Summary: King Leopold's Ghost tells the story of King Leopold II of Belgium and his (mis)rule of a colony that he essentially owned, known variously as the Congo, the Belgian Congo, and Zaire. It is a wild and unpleasant story of man's capacity for evil and the peculiar manifestations of it. King Leopold II, who never set foot in his fiefdom, managed (with the help of many willing underlings) to ruin a country. Regrettably, it is not the worst example of colonial misrule, but ...show more merely a representative one. What is shocking is how many people were affected (the Congo is a huge territory) and also how recent these events were -- barely a hundred years ago.
Hochschild effectively portrays Leopold's misrule, and, equally significantly, describes those that managed to campaign against it. There were heroes in this sordid tale, human rights campaigners at a time when the concept was still a foreign one and when it was taken for granted that the white man was superior to the natives.
We were somewhat surprised by the reaction to the book, at how unfamiliar people are to the events described herein. Even Hochschild acknowledges that he knew little about Leopold's misrule (and the campaign against it), and near the end of the book he describes a Belgian diplomat who was also unfamiliar with these events. We always thought people knew. Apparently they didn't and they don't, and so this is a very useful book in again revealing what went on.
Hochschild is effective in his descriptions, especially of the colourful individuals involved, both the good and the bad. His analysis of the situation is solid, though necessarily superficial (it is a short book, dealing with far flung and complex issues and occurrences). Hochschild packages the story well, and it makes a good -- though shocking -- read. Hochschild simplifies on occasion, but he does so in a reasonable and acceptable manner. The basic case of what happened is well presented, and the historical characters do come alive.
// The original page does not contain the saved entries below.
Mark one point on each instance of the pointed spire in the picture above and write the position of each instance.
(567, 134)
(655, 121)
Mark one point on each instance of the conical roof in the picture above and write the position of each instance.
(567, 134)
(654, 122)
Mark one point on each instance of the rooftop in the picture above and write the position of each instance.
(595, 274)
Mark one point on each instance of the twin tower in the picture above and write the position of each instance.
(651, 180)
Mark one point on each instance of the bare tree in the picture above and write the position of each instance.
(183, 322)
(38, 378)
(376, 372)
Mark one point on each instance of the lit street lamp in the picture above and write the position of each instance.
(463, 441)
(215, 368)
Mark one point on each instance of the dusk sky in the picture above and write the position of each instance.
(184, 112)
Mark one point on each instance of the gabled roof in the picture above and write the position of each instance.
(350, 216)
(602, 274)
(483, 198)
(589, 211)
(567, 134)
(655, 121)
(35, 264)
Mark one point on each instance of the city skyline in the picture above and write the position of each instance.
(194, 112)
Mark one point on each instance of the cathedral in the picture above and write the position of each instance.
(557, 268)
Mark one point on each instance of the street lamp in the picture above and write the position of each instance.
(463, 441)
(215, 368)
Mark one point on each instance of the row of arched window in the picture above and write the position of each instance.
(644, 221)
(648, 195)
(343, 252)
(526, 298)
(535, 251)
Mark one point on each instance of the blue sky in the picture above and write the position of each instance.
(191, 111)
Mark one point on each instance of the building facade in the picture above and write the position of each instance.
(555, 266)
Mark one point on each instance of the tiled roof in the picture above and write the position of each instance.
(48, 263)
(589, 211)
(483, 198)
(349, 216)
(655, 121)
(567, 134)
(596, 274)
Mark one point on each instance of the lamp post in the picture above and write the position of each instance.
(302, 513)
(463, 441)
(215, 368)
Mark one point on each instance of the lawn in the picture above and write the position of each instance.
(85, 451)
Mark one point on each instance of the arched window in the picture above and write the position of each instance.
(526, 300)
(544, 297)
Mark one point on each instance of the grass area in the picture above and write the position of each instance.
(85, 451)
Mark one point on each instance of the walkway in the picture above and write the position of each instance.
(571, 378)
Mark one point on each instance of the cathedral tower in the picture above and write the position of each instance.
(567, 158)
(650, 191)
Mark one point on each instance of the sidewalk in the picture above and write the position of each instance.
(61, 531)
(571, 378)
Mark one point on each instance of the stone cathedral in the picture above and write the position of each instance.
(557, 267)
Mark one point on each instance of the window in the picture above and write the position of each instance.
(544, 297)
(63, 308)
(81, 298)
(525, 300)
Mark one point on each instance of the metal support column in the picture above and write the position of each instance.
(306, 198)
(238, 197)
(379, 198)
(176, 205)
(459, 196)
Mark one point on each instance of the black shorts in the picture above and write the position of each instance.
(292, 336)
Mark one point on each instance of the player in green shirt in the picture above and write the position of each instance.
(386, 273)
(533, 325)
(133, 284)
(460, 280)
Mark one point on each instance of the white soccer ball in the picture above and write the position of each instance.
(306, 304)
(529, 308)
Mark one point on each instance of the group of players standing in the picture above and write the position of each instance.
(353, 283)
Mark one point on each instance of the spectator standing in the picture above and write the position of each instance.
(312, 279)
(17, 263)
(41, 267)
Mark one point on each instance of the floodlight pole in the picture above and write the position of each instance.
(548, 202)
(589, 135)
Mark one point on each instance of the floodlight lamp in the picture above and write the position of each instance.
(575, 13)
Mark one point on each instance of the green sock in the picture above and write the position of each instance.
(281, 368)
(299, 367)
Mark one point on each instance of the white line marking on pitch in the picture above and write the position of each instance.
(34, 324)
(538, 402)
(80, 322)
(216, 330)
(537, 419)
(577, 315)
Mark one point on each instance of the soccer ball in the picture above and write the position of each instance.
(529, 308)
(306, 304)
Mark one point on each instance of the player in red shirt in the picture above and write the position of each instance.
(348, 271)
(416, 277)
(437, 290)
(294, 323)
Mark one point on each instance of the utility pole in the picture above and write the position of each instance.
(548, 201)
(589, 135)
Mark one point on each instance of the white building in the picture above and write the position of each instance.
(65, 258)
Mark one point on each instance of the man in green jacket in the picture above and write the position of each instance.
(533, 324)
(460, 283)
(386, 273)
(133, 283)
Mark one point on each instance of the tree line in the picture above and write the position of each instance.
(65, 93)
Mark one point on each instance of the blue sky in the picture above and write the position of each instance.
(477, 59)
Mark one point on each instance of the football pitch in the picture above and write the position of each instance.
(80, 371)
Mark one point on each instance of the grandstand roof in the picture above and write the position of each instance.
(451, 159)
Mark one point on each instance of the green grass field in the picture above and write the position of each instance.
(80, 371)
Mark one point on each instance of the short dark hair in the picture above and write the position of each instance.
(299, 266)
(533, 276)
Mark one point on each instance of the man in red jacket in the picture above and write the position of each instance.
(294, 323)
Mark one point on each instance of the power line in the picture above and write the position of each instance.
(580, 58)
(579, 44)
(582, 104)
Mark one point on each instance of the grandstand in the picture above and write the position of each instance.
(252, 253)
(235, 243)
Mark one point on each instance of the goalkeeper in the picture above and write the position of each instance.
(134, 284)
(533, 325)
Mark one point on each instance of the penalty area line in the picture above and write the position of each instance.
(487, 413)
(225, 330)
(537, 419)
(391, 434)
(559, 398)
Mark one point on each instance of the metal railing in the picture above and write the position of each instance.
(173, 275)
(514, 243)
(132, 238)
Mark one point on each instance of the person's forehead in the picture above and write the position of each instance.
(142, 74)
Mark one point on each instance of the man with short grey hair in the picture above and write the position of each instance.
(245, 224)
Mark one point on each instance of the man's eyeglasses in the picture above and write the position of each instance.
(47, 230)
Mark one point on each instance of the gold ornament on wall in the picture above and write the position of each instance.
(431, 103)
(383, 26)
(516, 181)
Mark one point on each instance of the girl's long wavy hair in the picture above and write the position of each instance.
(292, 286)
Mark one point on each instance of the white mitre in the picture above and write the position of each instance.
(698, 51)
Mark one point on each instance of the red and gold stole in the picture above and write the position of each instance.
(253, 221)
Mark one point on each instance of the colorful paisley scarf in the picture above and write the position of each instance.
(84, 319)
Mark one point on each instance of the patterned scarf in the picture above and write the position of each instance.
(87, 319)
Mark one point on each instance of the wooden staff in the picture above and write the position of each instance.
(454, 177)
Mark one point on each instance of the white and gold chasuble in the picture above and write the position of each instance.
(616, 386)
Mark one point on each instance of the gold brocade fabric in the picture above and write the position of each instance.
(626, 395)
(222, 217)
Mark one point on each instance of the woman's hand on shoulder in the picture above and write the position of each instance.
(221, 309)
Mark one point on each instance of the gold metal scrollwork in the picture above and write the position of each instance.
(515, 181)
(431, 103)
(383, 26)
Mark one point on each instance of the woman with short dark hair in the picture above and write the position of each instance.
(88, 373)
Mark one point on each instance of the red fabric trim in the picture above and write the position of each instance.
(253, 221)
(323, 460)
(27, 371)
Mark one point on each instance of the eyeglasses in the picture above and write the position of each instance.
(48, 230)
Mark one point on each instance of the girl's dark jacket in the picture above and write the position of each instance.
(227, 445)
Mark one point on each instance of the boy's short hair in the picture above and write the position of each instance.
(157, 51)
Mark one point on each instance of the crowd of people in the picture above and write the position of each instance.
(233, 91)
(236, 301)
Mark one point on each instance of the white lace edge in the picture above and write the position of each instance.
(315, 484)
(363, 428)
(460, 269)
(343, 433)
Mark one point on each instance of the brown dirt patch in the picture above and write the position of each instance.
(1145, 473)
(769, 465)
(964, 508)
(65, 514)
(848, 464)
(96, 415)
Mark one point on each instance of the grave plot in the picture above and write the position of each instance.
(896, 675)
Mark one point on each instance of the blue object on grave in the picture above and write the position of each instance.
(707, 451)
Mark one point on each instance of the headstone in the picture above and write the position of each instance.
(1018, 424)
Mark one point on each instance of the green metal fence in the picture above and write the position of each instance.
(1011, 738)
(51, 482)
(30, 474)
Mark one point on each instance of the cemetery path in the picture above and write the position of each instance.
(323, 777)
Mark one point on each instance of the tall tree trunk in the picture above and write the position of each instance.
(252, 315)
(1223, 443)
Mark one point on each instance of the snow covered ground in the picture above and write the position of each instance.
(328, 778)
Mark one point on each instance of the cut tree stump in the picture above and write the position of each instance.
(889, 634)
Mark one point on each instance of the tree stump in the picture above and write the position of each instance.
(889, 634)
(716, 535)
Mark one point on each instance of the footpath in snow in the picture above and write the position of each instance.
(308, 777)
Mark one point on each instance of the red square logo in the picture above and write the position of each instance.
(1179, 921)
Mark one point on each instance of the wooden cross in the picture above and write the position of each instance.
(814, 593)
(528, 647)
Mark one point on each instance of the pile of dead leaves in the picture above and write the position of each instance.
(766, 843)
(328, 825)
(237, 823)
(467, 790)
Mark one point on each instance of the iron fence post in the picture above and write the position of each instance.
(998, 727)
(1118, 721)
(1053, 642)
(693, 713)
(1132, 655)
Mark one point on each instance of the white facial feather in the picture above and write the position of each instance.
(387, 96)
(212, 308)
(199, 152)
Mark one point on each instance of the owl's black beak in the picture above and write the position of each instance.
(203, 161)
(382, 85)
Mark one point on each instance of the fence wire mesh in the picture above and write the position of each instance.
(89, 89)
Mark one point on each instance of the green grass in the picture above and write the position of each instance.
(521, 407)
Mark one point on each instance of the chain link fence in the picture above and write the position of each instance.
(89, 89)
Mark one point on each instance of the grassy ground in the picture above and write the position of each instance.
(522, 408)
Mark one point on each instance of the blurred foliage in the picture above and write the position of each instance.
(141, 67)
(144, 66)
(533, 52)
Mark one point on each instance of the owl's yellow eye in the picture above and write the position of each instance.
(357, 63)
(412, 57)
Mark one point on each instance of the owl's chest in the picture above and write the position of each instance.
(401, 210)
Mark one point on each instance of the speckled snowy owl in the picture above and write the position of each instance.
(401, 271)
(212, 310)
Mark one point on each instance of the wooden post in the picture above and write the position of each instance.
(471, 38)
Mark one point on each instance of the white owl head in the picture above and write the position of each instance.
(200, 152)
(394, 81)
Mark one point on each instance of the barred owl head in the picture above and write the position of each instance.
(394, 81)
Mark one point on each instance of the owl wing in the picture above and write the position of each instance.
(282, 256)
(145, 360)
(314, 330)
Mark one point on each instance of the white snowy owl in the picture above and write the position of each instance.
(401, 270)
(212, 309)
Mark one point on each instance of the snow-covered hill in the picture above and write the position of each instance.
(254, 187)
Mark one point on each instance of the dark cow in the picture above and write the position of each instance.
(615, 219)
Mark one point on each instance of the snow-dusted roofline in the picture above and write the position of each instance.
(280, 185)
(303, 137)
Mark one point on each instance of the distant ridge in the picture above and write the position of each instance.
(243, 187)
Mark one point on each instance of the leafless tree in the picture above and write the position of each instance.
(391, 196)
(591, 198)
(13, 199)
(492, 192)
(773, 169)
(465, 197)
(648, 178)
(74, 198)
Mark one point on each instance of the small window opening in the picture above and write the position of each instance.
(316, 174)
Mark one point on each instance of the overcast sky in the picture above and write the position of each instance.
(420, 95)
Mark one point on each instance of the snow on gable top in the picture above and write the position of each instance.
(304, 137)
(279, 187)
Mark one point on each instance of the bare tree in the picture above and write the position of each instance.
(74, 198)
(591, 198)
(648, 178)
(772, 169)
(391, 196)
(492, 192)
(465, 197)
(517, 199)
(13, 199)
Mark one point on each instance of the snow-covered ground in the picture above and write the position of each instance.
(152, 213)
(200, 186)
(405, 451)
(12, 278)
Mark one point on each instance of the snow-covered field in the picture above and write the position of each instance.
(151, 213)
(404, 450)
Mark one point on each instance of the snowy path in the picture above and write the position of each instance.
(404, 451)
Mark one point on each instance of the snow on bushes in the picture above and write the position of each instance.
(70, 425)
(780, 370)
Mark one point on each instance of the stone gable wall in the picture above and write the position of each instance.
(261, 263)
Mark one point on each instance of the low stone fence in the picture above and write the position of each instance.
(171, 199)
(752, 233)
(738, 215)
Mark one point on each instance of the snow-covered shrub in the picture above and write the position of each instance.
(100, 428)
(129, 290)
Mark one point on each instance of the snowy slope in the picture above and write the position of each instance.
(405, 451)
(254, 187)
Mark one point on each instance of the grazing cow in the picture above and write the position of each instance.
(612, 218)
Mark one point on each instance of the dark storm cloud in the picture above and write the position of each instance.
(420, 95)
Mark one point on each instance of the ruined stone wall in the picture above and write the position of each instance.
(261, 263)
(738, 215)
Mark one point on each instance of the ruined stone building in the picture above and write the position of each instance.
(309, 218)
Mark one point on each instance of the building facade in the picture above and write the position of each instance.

It is a thoughtful book, with Hochschild generally reminding the reader of the dangers the text poses, e.g. in its reliance on sources that are naturally not objective. A reminder of the horrors of colonialism in any form, and of the consequences of power (corrupting, here as everywhere, absolutely), this is required reading for anyone not familiar with the story. (Those who know all about King Leopold II might find it a bit oversimplified, but it is still a decent read).